Originally posted by Symmetric Chaos
"Noticeable" as in "known beforehand" not "comprising a very large portion of the ultimate explosion". In a laser activated bomb there would also be a known, but much lower, contribution to the explosion from the enormously powerful lasers involved.

All that is true but not quite relevant in this case. It appears you're confused with my stance here. The usage of the term "pure fusion weapon" is more of a semantics game in this case, not just limited to whether a particular device based on its capability to produce a fusion reaction should be called as such or not. Which is why I took issue with the idea that a fission-triggered H-Bomb should be referred as a "pure fusion" bomb or not in the first place.
Originally posted by Symmetric Chaos

That doesn't make them not fusion bombs. They're bombs powered by fusion. The priming device happens to cause a bunch of radiation.

Who said anything about them being "not" fusion bombs? They aren't considered pure fusion weapons though because they aren't. The term "pure fusion weapon" is used to denote a (hypothetical) device which doesn't rely on a fission primary to ignite the fusion fuel.
Originally posted by Symmetric Chaos

It's like saying that Trinity wasn't really nuclear bomb because it was set off by conventional explosives.

Again, this doesn't really have anything to do with the subject of whether or not conventional thermonuclear weapons are ""pure fusion" bombs or not.

Beyond the distinction between maybe ICBM/plane/Sub-launched and dirty/truck/small-warhead, do you guys really think the distinctions between the possible weapons, such as thermonuclear or "pure fusion", are going to change the global reaction in a serious way?

I get there may be differences in fallout/etc, but the geopolitics should be identical, at least in any immediate/short term.

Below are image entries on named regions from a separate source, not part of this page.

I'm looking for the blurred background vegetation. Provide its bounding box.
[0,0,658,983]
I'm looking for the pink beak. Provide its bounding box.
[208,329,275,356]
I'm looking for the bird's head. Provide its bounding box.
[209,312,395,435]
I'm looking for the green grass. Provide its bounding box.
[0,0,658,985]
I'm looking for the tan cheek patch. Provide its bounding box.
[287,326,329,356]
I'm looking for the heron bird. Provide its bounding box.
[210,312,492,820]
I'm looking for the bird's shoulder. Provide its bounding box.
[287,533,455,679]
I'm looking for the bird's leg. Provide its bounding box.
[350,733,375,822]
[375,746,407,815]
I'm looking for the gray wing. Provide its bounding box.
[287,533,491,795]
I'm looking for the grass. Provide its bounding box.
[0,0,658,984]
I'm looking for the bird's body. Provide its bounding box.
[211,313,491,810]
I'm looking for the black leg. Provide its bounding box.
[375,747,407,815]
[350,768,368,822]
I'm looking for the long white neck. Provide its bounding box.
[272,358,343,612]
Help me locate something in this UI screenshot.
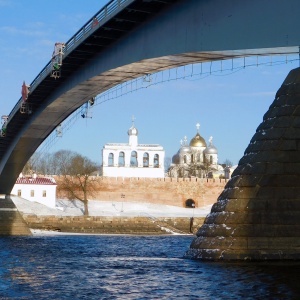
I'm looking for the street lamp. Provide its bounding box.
[121,193,125,212]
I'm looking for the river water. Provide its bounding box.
[0,235,300,300]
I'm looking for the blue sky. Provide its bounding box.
[0,0,299,164]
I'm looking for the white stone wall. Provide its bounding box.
[11,184,56,208]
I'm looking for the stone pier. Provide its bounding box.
[186,68,300,260]
[0,195,31,236]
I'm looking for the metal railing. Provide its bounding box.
[8,0,135,122]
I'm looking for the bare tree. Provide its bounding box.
[55,150,99,215]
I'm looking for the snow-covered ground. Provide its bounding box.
[11,196,211,218]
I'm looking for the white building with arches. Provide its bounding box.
[102,123,165,178]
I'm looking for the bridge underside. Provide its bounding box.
[0,0,300,194]
[186,68,300,260]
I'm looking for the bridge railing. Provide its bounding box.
[7,0,134,123]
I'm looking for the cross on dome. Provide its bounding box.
[131,115,136,126]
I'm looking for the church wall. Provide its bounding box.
[57,177,226,207]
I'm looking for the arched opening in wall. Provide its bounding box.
[130,151,138,167]
[118,152,125,167]
[185,199,195,208]
[153,154,159,168]
[143,152,149,168]
[108,153,114,167]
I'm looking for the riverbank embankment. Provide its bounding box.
[12,196,210,235]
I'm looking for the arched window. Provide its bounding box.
[153,154,159,168]
[108,153,114,167]
[118,152,125,167]
[185,199,195,208]
[130,151,138,167]
[143,152,149,168]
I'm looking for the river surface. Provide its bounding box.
[0,235,300,300]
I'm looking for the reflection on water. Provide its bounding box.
[0,235,300,299]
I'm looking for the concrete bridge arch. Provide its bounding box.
[0,0,300,252]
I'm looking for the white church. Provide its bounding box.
[102,119,165,178]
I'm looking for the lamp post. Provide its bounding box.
[121,193,125,212]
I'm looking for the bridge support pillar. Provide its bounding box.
[186,68,300,260]
[0,195,31,236]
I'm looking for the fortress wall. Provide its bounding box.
[56,177,227,207]
[23,214,204,235]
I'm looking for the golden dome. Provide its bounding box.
[190,132,206,148]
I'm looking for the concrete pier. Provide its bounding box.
[0,195,31,236]
[186,68,300,260]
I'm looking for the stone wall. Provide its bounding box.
[55,177,227,207]
[23,215,204,235]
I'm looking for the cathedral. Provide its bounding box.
[102,120,165,178]
[168,123,223,178]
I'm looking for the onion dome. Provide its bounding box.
[190,132,206,147]
[127,126,139,135]
[179,145,191,154]
[190,123,206,148]
[203,136,218,154]
[172,151,180,165]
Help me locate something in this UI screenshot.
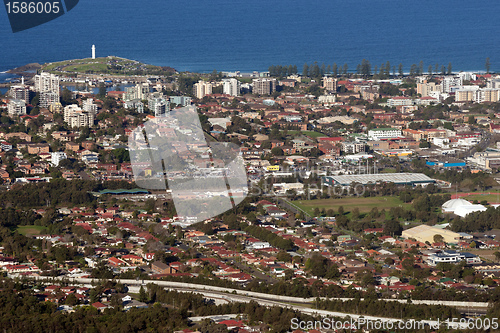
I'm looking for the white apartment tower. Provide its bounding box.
[64,104,94,127]
[7,99,26,116]
[148,97,170,117]
[252,78,276,95]
[83,98,97,115]
[323,76,337,91]
[194,80,212,99]
[35,72,59,108]
[9,85,30,103]
[223,78,240,96]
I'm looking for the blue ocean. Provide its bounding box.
[0,0,500,72]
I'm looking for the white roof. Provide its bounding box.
[441,199,472,212]
[453,205,486,217]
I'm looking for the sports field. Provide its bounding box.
[292,196,411,215]
[16,225,47,237]
[451,192,500,204]
[288,131,326,139]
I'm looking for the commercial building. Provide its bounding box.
[322,173,436,187]
[441,199,486,217]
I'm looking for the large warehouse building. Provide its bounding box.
[322,173,436,186]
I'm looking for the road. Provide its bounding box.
[29,276,489,320]
[221,258,278,283]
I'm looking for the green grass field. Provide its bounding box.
[16,225,47,236]
[459,193,500,204]
[292,197,411,215]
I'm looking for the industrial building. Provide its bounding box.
[322,173,436,186]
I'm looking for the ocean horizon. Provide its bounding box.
[0,0,500,73]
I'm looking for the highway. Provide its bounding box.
[31,276,488,325]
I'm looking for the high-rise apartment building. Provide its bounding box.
[35,72,59,108]
[7,99,26,116]
[323,76,337,91]
[148,97,170,117]
[9,85,30,103]
[417,80,442,97]
[222,78,240,96]
[252,78,276,95]
[193,80,212,99]
[83,98,97,115]
[64,104,94,127]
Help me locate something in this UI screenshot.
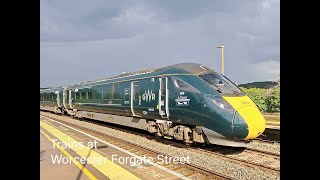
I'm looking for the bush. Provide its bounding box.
[266,86,280,112]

Originally posted by Oliver North
Beyond the distinction between maybe ICBM/plane/Sub-launched and dirty/truck/small-warhead, do you guys really think the distinctions between the possible weapons, such as thermonuclear or "pure fusion", are going to change the global reaction in a serious way?

I get there may be differences in fallout/etc, but the geopolitics should be identical, at least in any immediate/short term.


Anything with nuclear in front of it is instant war crimes trial fodder.